A Jerusalén, después de su ocupación por parte de los romanos, se les impidió la salida a sus pobladores. Flavio Josefo escribió que cuando morían «Vaciaban las casas, que no eran entonces otro que sepulcros de muertos, y desnudaban los muertos; y quitándoles las ropas y coberturas de encima, salíanse riendo y burlando» (Josefo, Las guerras de los judíos, 2006, pág. 290).

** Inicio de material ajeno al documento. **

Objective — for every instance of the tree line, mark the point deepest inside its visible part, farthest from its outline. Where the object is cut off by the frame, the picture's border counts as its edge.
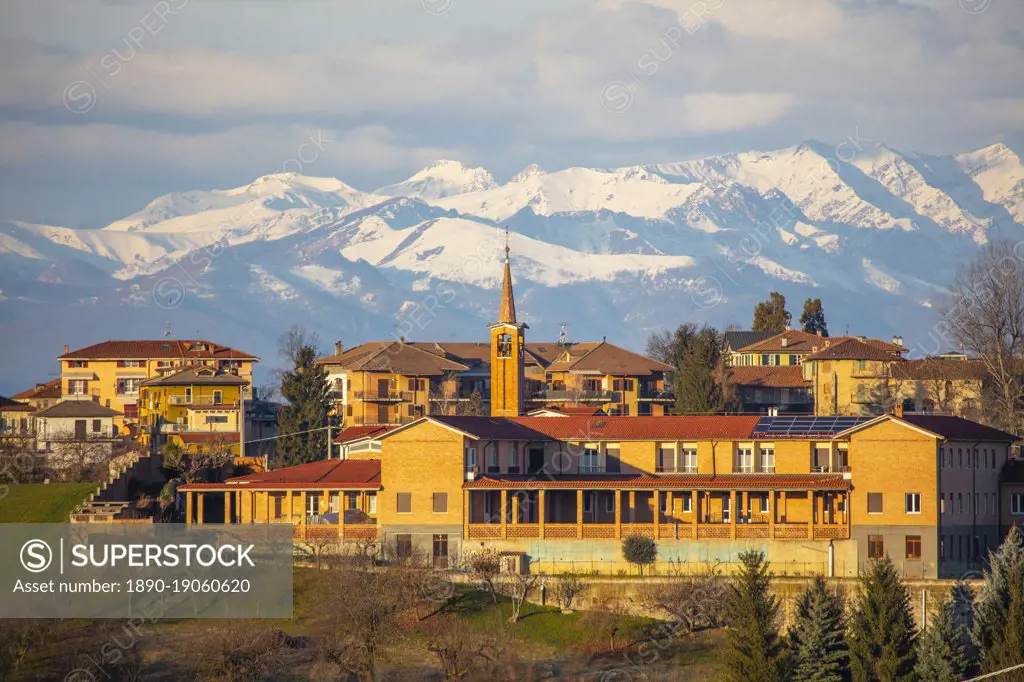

Tantas muertes, ya fuere por el sitio romano o por el descuartizamiento que hubo de unos contra otros detrás de los metales preciosos que se habían tragado con la inútil esperanza de salir con algún activo, Juan Giscaleo:
Se puso a hacer sacrilegios y dar sacos al tiempo, y hurtó muchas cosas de las que habían presentado, y muchos vasos de los necesarios para el servicio y honra divina, muchas copas, tazas y mesas, y aun tampoco dejó de tomar aquellos jarros que Augusto César, emperador, había presentado» (Josefo, Las guerras de los judíos, 2006, pág. 293).
De la dinastía flavia a la antonina
En la capital del imperio, Roma, y en ese mismo año (año 70) se pusieron a desfilar a más de setecientos hebreos prisioneros de la rebelión en Jerusalén. Nueve años más tarde, Tito le sucedió a su padre, Vespasiano, pero apenas gobernó hasta el año 81 al fallecer, y asumió su hermano Domiciano, quien construyó un arco en honor a la ocupación de Jerusalén.
Con la muerte de Domiciano cerró la dinastía flavia en el año 96. Inició la antonina con Nerva, quien gobernó durante un bienio, y le continuó Trajano.
Este se mantuvo en el poder hasta el año 117. A partir de esa fecha, el emperador fue Publio Elio Adriano, quien fue sobrino político de su antecesor porque era esposo de Vibia Sabina.
Jerusalén se convierte en Aelia Capitolina
¿Cuál fue la razón que el poder quedó en manos de Adriano y no de los hijos de Trajano? Hay dos factores importantes: los hijos de Trajano y él murieron en el mismo año en la campaña de Cilicia, y Adriano y Trajano eran compueblanos, de lo que hoy es Sevilla, que en aquellos tiempos se le llamaba Itálica Hispania.
Sin embargo, Joshua J. Mark atribuye la designación de Adriano a la esposa de Trajano, Plotina, quien «firmó los papeles de la sucesión» (Mark, 2021). Trece años después, Adriano visitó a Jerusalén, una de las características de su gobierno fue que permaneció más de la mitad de su régimen fuera de Roma (Mark, 2021), y le cambió el nombre, denominándose en adelante Aelia Capitolina Jupiter Capitolinus.
A Júpiter, dios romano, Adriano ordenó construir un templo en su honor. El lugar escogido fue las ruinas del templo de Salomón, que había sido destruido sesenta años atrás, y esto provocó una revuelta judía, encabezada por Cosiba, también conocido como Simón bar Kojba.